What is the consequence of a product backorder? We are talking about unfulfilled demand, which means that we have a potential customers, potential market share and most importantly, potential revenues. Studies show that backorders can erode profits and incur have high costs of USD 15 to USD 20 per backorder fulfillment². We will lost a great deal of revenues and sales because we cannot afford to give them their desired product. This can, in turn, lead to churn of customers to competitors, decreasing our market share and perhaps can damage our brand reputation.
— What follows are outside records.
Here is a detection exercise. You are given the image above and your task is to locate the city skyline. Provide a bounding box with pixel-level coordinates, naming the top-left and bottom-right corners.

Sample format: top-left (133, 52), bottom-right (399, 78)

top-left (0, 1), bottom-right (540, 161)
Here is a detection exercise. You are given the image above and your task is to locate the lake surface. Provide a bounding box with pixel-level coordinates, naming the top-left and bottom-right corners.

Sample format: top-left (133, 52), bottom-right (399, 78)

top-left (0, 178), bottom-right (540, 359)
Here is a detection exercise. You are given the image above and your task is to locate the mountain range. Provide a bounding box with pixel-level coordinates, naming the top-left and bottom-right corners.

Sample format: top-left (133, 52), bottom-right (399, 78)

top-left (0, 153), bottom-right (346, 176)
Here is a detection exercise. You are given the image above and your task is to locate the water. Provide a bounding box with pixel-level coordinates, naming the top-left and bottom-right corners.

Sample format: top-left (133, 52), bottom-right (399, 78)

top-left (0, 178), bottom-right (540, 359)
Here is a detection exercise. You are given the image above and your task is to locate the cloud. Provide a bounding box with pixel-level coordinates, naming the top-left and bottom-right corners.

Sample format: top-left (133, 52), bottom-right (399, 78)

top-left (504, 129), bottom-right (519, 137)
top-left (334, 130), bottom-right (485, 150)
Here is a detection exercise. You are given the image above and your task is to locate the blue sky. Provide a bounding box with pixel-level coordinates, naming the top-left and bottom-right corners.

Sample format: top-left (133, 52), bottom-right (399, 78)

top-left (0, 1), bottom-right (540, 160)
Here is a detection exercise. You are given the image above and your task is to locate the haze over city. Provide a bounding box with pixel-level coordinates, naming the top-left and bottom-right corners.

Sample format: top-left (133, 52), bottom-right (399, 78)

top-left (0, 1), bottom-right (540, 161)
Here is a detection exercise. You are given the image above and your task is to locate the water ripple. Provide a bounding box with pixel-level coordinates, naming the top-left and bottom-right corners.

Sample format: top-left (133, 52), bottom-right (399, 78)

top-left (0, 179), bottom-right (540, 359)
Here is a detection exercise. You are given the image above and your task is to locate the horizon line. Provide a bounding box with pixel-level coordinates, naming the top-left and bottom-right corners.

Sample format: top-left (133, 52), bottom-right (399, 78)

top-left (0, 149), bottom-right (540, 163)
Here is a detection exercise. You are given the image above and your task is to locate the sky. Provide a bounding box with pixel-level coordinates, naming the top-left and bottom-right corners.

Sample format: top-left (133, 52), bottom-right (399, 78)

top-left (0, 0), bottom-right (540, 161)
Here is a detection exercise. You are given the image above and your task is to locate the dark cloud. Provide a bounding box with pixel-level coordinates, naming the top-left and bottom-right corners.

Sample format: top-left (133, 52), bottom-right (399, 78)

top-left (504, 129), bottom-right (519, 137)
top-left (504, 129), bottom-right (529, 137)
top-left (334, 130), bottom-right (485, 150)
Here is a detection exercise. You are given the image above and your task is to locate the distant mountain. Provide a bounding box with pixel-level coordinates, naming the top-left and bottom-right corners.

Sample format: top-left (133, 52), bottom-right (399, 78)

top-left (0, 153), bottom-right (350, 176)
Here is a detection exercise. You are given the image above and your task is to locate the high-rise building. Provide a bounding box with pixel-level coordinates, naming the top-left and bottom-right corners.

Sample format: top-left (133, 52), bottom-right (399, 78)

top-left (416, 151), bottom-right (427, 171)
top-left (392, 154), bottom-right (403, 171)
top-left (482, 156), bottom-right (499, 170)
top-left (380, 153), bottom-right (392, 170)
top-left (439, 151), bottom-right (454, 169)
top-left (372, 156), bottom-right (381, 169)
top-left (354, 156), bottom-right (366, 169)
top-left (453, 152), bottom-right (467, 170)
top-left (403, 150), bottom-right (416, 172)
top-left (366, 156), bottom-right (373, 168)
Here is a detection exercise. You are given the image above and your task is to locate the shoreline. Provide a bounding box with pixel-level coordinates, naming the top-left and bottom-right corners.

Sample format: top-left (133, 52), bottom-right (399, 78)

Therefore, predicting a product backorder is essential in day-to-day business. Several methods have been done in the past to manage the inventory and avoid back order, such as using Economic Order Quantitiy (EOQ)³.

With the rise of data science and their potential benefit for various industries, can we apply a machine learning model to predict a product backorder? This article will guide you on how to apply data science skills toward inventory management. The step-by-step explanation will be accompanied by R codes along the way if you wish to reproduce the result.

Library and Setup

Here are the following packages if you wish to reproduce the result.

library(tidyverse)
library(tidymodels)
library(caret)
library(factoextra)
library(FactoMineR)
library(scales)

options(scipen = 999)

Dataset

The data is acquired from Kaggle Competition: Can You Predict Product Backorders? However, the page has been taken down. If you wish to acquire the dataset, you can visit here .

The data consists of more than 1.9 millions of observations with 23 column/variables. The data contains historical records for the 8 weeks prior to the week we are trying to predict. The data were taken as weekly snapshots at the start of each week. We will predict if an item would go to backorder based on the present variables.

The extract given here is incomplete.